The first issue of El Jueves, appeared in the newsagents on May 27, 1977. It was born during the full democratic transition of Spain. The satirical magazine lead to the creation of characters, inspired by real life society, with regular strip cartoons that reflected a distorted and scathing vision of contemporary Spain.
In addition to comic strips, El Jueves has always offered humorous sections of articles and cartoons focusing on the most ardent up-to-date topics of current affairs.
It was the initial idea of publisher José Ilario, who proposed the magazine to a team formed by Tom, Romeu, J.L. Martín, Kim, Vives, Trallero, Ferreres, Ángel Sánchez de la Fuente and Josep Lluís Gómez Mompart.
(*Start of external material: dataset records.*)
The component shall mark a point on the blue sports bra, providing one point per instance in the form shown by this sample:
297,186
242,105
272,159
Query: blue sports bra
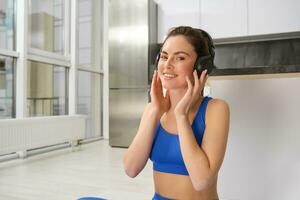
166,153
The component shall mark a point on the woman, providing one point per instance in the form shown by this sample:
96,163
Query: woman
183,133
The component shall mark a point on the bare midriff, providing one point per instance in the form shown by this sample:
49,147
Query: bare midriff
180,187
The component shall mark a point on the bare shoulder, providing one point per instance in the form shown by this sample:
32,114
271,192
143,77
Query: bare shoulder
217,108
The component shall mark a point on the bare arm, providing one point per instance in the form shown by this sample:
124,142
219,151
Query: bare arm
203,163
138,152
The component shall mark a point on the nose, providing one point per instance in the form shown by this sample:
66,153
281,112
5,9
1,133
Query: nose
169,63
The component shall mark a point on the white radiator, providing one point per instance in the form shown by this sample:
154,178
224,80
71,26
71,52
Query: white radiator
28,133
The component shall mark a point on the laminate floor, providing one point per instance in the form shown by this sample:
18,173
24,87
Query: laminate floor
94,169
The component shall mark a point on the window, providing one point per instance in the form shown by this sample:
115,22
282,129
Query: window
7,82
47,89
7,24
46,24
90,33
89,101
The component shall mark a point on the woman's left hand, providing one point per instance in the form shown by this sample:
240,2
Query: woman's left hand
191,95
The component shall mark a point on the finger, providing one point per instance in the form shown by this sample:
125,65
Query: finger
153,79
167,96
190,86
196,85
158,80
202,77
The idea was that the magazine should neither be as outrageous as El Papus nor as intellectual as Por Favor.
This lead to the title of the magazine, because it was in the middle, like Thursday (el Jueves) in the middle of the week.
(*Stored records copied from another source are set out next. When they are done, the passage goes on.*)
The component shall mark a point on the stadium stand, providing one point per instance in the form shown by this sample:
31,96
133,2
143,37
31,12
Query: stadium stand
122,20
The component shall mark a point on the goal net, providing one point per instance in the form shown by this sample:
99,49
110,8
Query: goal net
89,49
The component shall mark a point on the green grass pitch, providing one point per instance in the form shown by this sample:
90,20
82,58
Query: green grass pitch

A bomb sent by far right extremists to the editorial department of El Papus in the year 1977, along with the closing of Por Favor, resulted in a surge of the country’s main cartoonists collaborating with El Jueves, which as a result soon became the number one satirical magazine of democratic Spain.
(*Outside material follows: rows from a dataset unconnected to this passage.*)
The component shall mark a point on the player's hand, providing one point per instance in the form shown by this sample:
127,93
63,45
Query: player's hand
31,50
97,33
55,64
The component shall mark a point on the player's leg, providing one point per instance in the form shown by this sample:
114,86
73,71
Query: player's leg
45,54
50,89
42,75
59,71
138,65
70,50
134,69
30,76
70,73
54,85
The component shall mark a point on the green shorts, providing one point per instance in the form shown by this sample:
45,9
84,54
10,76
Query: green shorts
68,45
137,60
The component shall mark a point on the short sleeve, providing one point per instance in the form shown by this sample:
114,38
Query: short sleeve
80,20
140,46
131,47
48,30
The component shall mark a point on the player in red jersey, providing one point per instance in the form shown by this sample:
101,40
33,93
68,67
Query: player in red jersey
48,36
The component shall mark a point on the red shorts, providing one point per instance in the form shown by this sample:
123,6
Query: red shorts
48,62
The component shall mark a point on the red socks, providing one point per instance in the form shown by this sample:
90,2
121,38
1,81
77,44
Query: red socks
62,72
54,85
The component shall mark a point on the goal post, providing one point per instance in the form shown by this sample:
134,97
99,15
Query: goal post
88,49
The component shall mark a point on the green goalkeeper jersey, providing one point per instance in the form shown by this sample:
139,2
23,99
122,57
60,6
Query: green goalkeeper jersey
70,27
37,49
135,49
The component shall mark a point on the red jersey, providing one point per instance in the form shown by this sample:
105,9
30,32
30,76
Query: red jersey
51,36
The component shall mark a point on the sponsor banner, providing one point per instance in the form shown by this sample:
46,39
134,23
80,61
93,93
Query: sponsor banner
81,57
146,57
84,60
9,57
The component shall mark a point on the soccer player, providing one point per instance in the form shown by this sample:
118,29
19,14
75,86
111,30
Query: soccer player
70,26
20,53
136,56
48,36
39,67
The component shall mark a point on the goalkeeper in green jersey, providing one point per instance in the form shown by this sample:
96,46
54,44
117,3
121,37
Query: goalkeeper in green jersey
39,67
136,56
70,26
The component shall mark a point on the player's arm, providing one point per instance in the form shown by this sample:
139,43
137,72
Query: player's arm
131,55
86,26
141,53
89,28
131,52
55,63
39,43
So, Oscar Nebreda, Gin, Ventura and Nieto, Killian, Perich, Forges, Cesc, Oli, Ivá and Fer, soon joined. Over the course of more than four decades, the publication has been renewed with a new generation of cartoonists who reflect the country with irony. The most talented cartoonists of our country (and also of the rest of the world), have been published in the pages of El Jueves.
The magazine has been at the centre of several controversies and also accusations and charges. The first issue to receive a charge was issue nº7, with a controversial reference to Lefebvre and the Pope on the front cover, although the more notable was the charge for issue nº1,573 with the front cover apparently offensive to the future King of Spain, resulting in the two authors of the cover being ordered to pay 3,000 euros each by the judge.